Understanding the Code with an Analogy

Imagine you’re a skilled chef wanting to create a new recipe. Instead of using a single ingredient, you’d like to incorporate flavors from a variety of spices and herbs. Each component adds a unique touch, and when combined, they yield a delicious outcome.

In this code, the DNA sequences act like those ingredients. The tokenizer prepares the “ingredients” (DNA sequences) into a compatible format for the model. In essence, the model then processes these sequences—just like a chef would blend ingredients—to produce meaningful “flavors” in the form of embeddings. Finally, the average flavor of each sequence is calculated, giving a well-rounded taste of the genomic data.

Troubleshooting

If you encounter issues while using the Nucleotide Transformer, here are some troubleshooting steps:

Ensure that all dependencies are installed correctly, especially the transformers library.
Check your Python version compatibility with the libraries used.
If you face memory issues, consider using smaller batch sizes or reducing the input sequence length.
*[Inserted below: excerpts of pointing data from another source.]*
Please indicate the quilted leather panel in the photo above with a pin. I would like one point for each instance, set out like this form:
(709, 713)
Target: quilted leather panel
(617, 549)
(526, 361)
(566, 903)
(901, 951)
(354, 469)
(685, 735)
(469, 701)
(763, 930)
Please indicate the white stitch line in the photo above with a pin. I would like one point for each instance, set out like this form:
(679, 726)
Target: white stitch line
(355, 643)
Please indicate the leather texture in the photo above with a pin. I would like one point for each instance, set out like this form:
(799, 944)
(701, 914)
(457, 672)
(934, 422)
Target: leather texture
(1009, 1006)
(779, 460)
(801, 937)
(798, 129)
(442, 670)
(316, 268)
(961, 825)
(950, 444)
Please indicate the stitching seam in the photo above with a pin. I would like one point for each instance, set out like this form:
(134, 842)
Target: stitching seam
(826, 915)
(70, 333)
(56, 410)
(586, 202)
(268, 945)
For more insights, updates, or to collaborate on AI development projects, stay connected with fxis.ai.

Conclusion

The Nucleotide Transformer is a powerful tool for genomics, enabling scientists to leverage extensive genomic data for analysis. We hope this guide has helped you get started with this revolutionary model.

At fxis.ai, we believe that such advancements are crucial for the future of AI, as they enable more comprehensive and effective solutions. Our team is continually exploring new methodologies to push the envelope in artificial intelligence, ensuring that our clients benefit from the latest technological innovations.